Elle va être toute belle après cette galerie ! Barnabé me rejoint. Il va un peu plus loin et va progresser vers moi. Mon touret est plein quand je vois ses lumières qui arrivent. Timing parfait. Quand il me rejoint, il me propose de rester encore un peu jouer du EEsy Cut. Pas de problème, j'ai fait mon temps mais lui doit pouvoir rester encore un peu. Je remonte à 50 mètres et je l'attends. Le bout des palmes posées dans la pente, je suis immobile, suspendue dans le vide. J'ai éteint ou masqué mes lampes pour mieux voir arriver sa lumière. Mais un faisceau verdâtre arrive par derrière. Je me retourne. Deux plongeurs en circuit ouvert descendent doucement la pente. C'est superbe. Ils passent au dessus de moi, tranquillement. Si il n'y avait pas le bruit assoudissant de leurs bulles, ce serait un instant de science fiction fantastique. Leurs phares façon lazer de la guerre des étoiles se promènent sur les parois. A chaque mouvement, j'immagine le bruit caractérisique du sable Jedï. Leur palmage est fluide, ils sont bien équilibrés, ils descendent la pente régulièrement. C'est beau.

Comme Barnabé n'arrive toujours pas, je décide de remonter et d'aller enfin essayer mon bébé recycleur. Je suis au palier de 12 mètres quand il me rejoint.

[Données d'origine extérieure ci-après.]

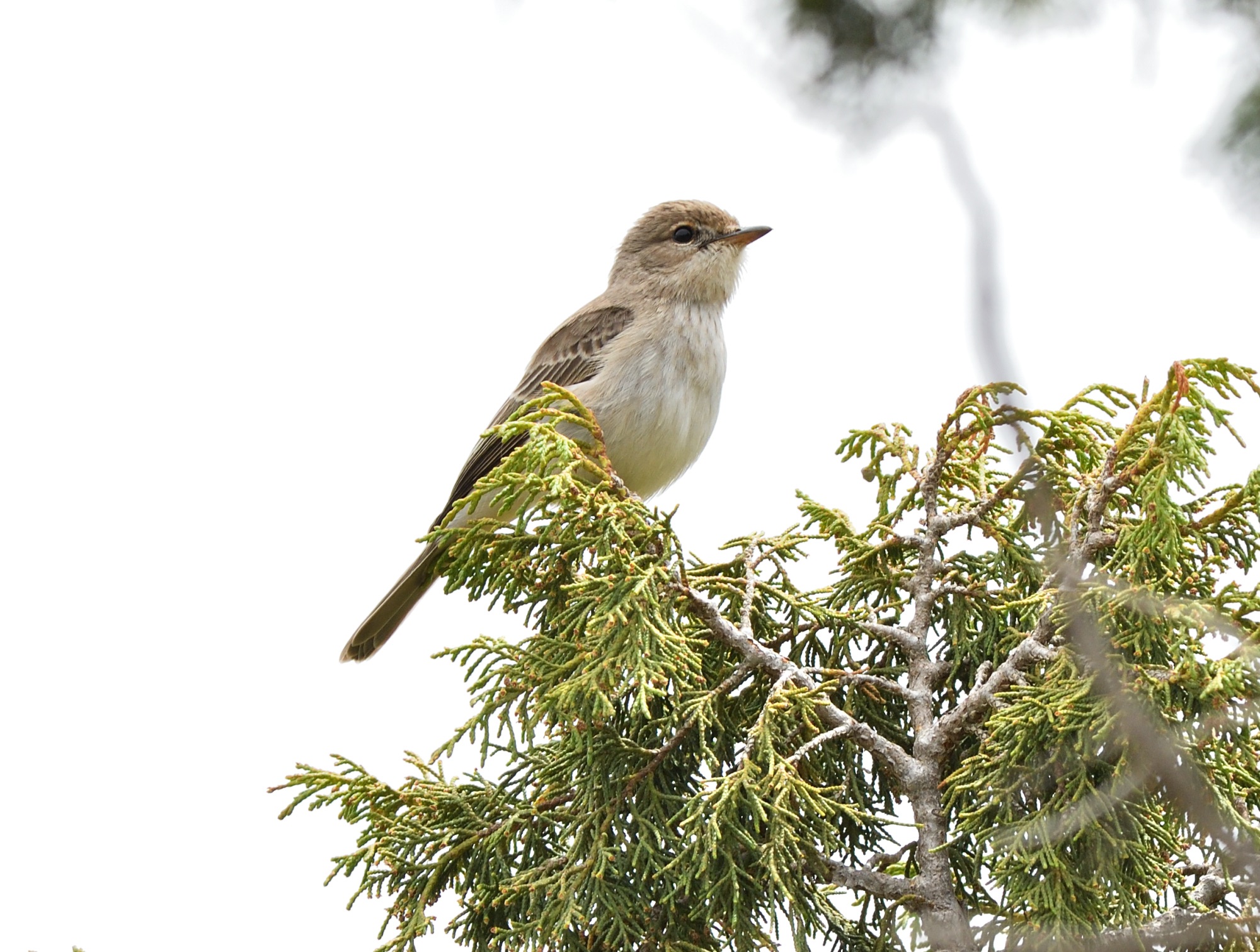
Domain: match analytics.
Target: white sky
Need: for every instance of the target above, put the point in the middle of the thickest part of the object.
(249, 247)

Je le laisse là pour me déséquiper. Les blocs de diluant et d'oxygène sont fixés à la cloche. Je prends un détendeur le temps de quitter ce que j'ai sur le dos et je grimpe dans le palace de décompression.

Attention attention Mesdames et Messieurs, l'instant de vérité est là. J'ouvre la bouteille d'oxygène et je prends ma première respiration dans mon bébé. Youpi ! Ca marche ! Je me cale, je me rince bien, et j'attends Barnabé qui ne tarde pas à arriver.

Nous sommes l'un à côté de l'autre et au début c'est l'euphorie. Nous discutons de tout, la plongée, le nettoyage, les bébés recycleurs ... Ca papote ... Progressivement le silence se fait. De temps en temps, nous levons les genoux en coeur pour évacuer un peu d'air et retrouver le silence.

Soudain Barnabé sursaute. Moi aussi je sens qu'on me prend la cheville. Nous nous penchons pour voir un plongeur qui arrive dans la cloche. C'est trop cool d'avoir de la visite ! C'est un Bernabé ! C'est Pascal qui passe nous saluer et vérifier que tout se passe bien. Il est avec un client mais se propose de venir nous aider pour récupérer tous les blocs et nous accompagner jusqu'à la surface. Nous sommes super contents de le voir et c'est vraiment sympa de se proposer pour le coup de main. Nous prenons rendez-vous pour la fin des paliers.

Un peu plus tard, je sors mais je n'essaie pas de revenir dans mon recycleur. Fixé au moulinet et je le laisse regagner la surface par ses propres moyens. Je reste sur le bébé recycleur. J'emporte avec moi trois quatre bouteilles et laisse le reste à Pascal. Barnabé lui, enfile son Boris, laisse lui aussi quelques bouteilles à notre champion du monde et tout le monde se retrouve en surface.

C'est super. Les bébés n'ont pas pris trop l'eau le temps de la descente dans la cloche. Pendant les paliers, la respiration était sans effort, les rinçages faciles. Nous avons consommé 30 bars de la 18 litres d'O2 pour 100 minutes de palier à 9 mètres. C'est tout à fait correct. Nous étions habillés légers avec juste la combinaison Sharkskin et un pull polaire dans une eau à 13°C et nous n'avons pas eu froid pendant ces 200 minutes de plongée. Et puis encore des rencontres sympas avec aujourd'hui Pascal qui joue les sherpas de luxe. Merci à lui.